Il dialogo può creare un clima capace di superare le divisioni, rispettare e valorizzare le diversità mediante equilibrati accomodamenti di fronte alle inevitabili contraddizioni. I fattori biologici, psicologici, sociali, ambientali e culturali sono rilevanti per la salute mentale. In una società globalizzata e multiculturale, nella quale sempre maggiore rilievo hanno i dispositivi tecnologici favorire la partecipazione di tutti i portatori di interesse, raccogliere le indicazioni e i suggerimenti può arricchire il Piano Nazionale che poi dovrà trovare attuazione a livello Regionale per altro con diversi modelli di Dipartimento (e le relative preoccupazioni per gli equilibri fra le aree disciplinari, Luigi Stella, QS 24 luglio 2025) con un’adeguata dotazione di risorse in particolare di personale che rappresenta la priorità assoluta.
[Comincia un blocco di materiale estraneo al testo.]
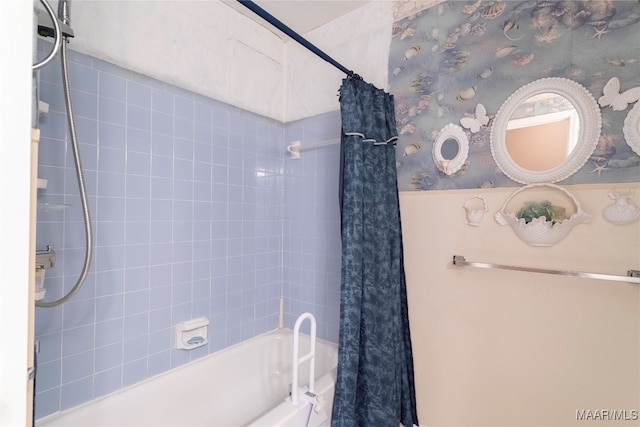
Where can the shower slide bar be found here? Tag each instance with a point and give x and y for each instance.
(633, 276)
(297, 361)
(297, 37)
(296, 147)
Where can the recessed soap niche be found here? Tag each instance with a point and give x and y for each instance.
(192, 333)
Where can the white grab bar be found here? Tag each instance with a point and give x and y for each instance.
(309, 356)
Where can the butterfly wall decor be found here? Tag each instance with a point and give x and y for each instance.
(618, 101)
(474, 123)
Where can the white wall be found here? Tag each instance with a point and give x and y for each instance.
(210, 48)
(15, 181)
(204, 46)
Serve quindi un grande patto tra Stato Regioni, professionisti, utenti, familiari, comunità per avere un Piano unitario, ampiamente condiviso accompagnato da un planning di finanziamento che, come emerso dal recente incontro del Collegio dei Direttori di Dipartimento, secondo calcoli preliminari, dovrebbe prevedere oneri aggiuntivi a carico della finanza pubblica, in primis del Fondo Sanitario Nazionale, stimabili in 3,3 miliardi di euro (di cui 1 per il personale) e circa 1,8 miliardi per investimenti strutturali. Un investimento rilevante ma comunque entro il 5% (6,8 miliardi per il 2025) della spesa sanitaria nazionale.